In 2019 and 2020, Gujarat tightened a law that keeps Muslims ghettoised by denying them access to purchase and lease of properties from Hindus. In effect, foreigners can buy and rent properties in Gujarat that Gujarati Muslims cannot. We need not get into the treatment of Kashmiris here because the collective punishment imposed on them no longer arouses interest in us.

The one thing India can claim is that it does not prevent Muslims from holding high office. Pakistan constitutionally restricts minorities from becoming President or Prime Minister. India has had Muslim Presidents but unlike Pakistan, India’s Presidents are figureheads with no real authority.

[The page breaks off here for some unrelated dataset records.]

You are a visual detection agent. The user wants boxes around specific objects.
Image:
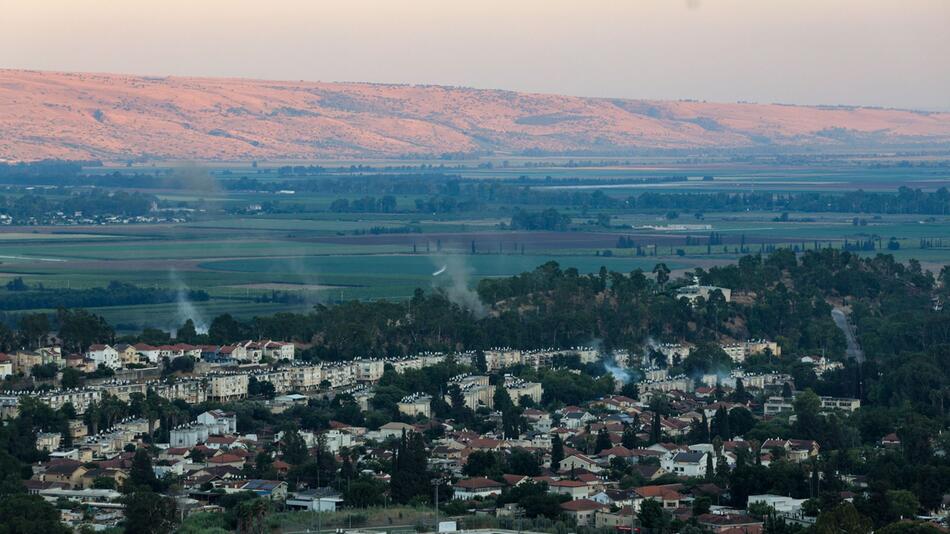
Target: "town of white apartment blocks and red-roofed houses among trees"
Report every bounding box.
[0,340,884,532]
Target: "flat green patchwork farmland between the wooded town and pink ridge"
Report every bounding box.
[0,158,950,330]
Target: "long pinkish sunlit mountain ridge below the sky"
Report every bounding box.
[0,70,950,161]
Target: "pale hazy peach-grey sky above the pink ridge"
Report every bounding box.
[0,0,950,110]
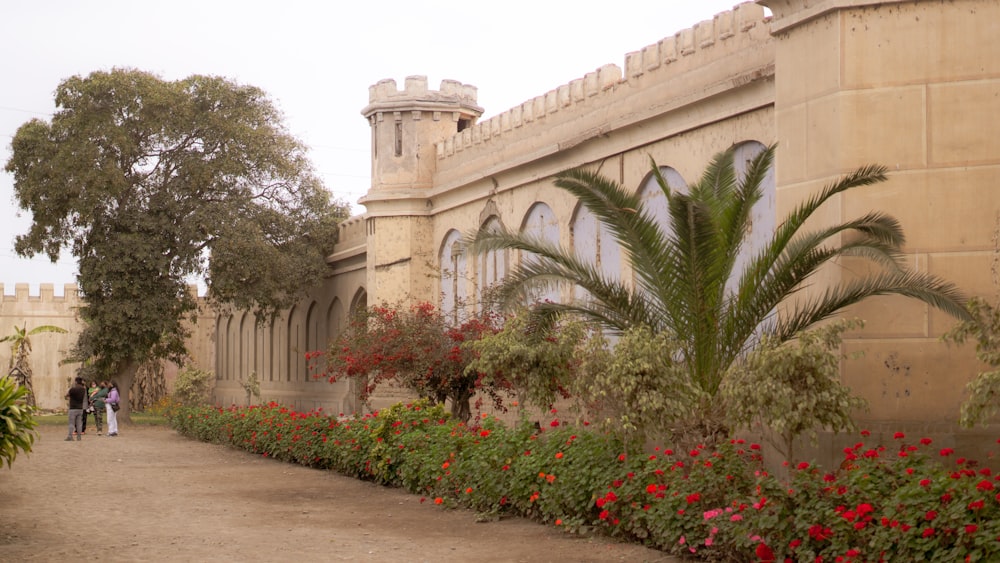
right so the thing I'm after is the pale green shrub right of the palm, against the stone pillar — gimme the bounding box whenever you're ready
[721,321,867,461]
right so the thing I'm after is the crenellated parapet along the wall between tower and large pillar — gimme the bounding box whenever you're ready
[437,2,770,160]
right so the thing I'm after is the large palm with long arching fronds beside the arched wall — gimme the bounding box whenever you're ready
[467,146,969,397]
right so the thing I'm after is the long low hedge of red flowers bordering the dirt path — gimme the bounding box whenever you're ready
[170,401,1000,563]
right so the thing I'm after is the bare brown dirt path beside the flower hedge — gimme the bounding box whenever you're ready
[0,426,677,563]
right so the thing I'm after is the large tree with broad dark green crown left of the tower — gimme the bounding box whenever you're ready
[6,69,348,420]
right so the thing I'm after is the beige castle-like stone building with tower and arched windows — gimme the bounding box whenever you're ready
[207,0,1000,462]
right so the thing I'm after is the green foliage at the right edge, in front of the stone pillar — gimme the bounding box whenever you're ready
[942,297,1000,428]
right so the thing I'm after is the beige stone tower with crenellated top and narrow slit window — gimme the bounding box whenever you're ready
[361,76,483,304]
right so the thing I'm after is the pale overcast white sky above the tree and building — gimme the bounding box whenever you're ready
[0,0,756,295]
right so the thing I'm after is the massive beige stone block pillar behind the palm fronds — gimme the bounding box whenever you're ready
[758,0,1000,450]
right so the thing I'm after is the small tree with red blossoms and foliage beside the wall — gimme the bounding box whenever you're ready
[324,303,509,421]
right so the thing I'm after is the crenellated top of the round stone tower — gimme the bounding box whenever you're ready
[361,76,483,117]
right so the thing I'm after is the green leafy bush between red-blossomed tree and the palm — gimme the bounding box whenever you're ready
[462,310,587,408]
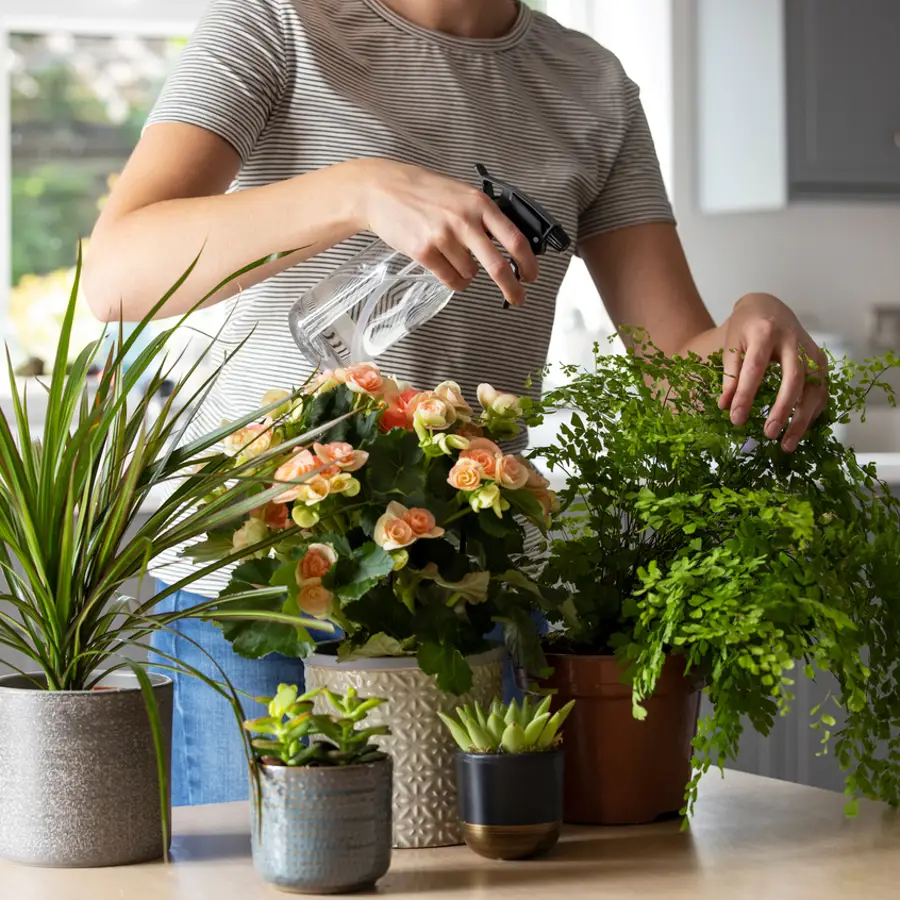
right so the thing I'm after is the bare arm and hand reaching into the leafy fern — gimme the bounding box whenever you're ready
[580,222,828,451]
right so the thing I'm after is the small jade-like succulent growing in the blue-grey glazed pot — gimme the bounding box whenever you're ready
[244,684,390,767]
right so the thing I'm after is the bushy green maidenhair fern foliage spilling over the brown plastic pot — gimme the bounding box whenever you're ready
[532,336,900,813]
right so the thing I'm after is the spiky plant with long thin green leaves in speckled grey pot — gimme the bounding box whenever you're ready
[0,254,348,843]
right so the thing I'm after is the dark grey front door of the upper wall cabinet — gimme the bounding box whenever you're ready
[785,0,900,197]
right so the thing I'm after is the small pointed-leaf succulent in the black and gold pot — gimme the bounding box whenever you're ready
[438,695,575,753]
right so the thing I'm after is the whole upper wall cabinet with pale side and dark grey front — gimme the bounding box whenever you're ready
[693,0,900,213]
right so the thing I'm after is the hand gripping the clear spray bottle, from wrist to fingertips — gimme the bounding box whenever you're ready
[348,159,538,306]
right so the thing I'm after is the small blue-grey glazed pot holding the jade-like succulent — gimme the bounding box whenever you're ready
[251,759,393,894]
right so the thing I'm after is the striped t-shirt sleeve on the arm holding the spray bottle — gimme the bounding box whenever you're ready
[147,0,289,163]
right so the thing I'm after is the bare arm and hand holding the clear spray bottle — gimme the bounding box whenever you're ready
[84,123,537,321]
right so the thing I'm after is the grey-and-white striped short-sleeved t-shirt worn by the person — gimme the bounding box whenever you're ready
[149,0,672,596]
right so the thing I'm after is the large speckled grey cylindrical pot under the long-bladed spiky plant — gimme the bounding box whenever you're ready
[0,672,173,867]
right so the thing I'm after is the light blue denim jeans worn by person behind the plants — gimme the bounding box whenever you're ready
[150,584,518,806]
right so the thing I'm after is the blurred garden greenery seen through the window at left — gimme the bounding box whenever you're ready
[9,34,184,361]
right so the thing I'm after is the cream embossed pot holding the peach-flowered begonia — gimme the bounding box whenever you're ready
[304,648,506,849]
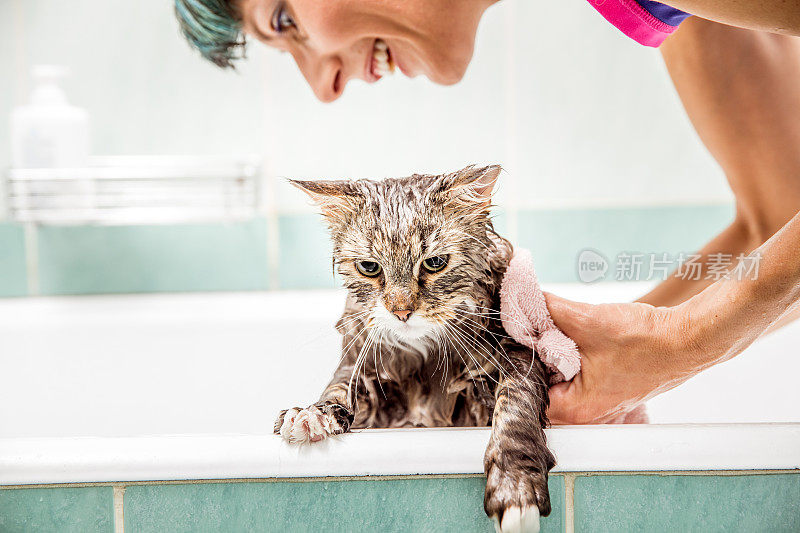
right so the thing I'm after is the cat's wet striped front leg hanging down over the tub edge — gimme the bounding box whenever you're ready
[483,350,555,532]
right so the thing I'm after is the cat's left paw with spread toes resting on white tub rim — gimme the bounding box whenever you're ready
[274,403,353,444]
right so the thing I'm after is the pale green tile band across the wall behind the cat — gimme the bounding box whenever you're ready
[0,206,733,296]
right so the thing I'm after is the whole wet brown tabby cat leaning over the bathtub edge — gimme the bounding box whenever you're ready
[275,166,555,531]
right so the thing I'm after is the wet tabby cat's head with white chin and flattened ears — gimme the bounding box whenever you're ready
[292,165,500,342]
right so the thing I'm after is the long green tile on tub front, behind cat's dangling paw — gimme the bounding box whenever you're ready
[125,476,564,533]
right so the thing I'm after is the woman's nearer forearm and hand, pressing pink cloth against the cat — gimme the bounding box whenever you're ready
[547,209,800,424]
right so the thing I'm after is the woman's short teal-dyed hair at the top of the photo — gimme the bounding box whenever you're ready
[175,0,245,68]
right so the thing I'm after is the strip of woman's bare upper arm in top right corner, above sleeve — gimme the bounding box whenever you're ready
[659,0,800,35]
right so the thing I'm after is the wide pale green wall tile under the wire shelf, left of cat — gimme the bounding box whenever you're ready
[39,219,268,295]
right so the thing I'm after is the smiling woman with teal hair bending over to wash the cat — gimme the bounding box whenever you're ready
[176,0,800,423]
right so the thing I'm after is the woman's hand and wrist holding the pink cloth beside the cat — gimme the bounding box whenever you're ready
[546,294,706,424]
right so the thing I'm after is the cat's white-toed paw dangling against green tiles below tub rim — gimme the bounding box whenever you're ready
[483,463,550,533]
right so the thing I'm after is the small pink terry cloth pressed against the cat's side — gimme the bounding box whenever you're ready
[500,249,581,383]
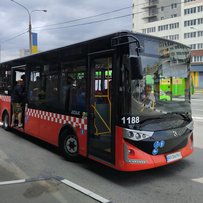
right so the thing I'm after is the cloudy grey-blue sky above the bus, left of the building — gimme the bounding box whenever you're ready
[0,0,132,62]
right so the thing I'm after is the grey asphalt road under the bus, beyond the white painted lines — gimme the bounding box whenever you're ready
[0,94,203,203]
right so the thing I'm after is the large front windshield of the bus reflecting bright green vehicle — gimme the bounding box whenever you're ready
[121,38,191,130]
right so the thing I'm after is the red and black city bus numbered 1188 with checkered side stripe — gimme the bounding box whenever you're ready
[0,31,193,171]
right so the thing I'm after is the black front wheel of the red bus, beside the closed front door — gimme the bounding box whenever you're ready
[60,129,79,161]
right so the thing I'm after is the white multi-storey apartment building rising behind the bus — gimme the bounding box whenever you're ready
[132,0,203,88]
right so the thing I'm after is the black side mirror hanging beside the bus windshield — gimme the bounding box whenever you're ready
[130,56,143,79]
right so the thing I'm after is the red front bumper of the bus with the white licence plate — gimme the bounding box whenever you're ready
[115,127,193,171]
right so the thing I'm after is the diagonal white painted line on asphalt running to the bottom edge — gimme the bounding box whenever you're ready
[61,179,110,203]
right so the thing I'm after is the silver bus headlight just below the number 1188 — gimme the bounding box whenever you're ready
[123,128,154,141]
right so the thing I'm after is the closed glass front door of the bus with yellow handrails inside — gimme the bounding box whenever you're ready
[88,55,114,163]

If they had the power to dismiss Parliament, such as Pakistan’s Presidents had, it would be interesting to see how many Muslims India would have elevated.

Today, and we must keep repeating this, there is no Muslim chief minister in India, no Muslim minister in 15 states, in 10 states there is only one Muslim minister (usually in minority affairs) and of the majority 303 Lok Sabha MPs of the ruling party, none is a Muslim. There was no Muslim in the previous 282 Lok Sabha majority either.

Whether the exclusion is through law or through practice, the exclusion is real. In effect there is no real difference between India and Pakistan as they move towards each other from two sides. One began at the communal end but has edged towards secularism. The other began at the secular end and has now slipped into communalism.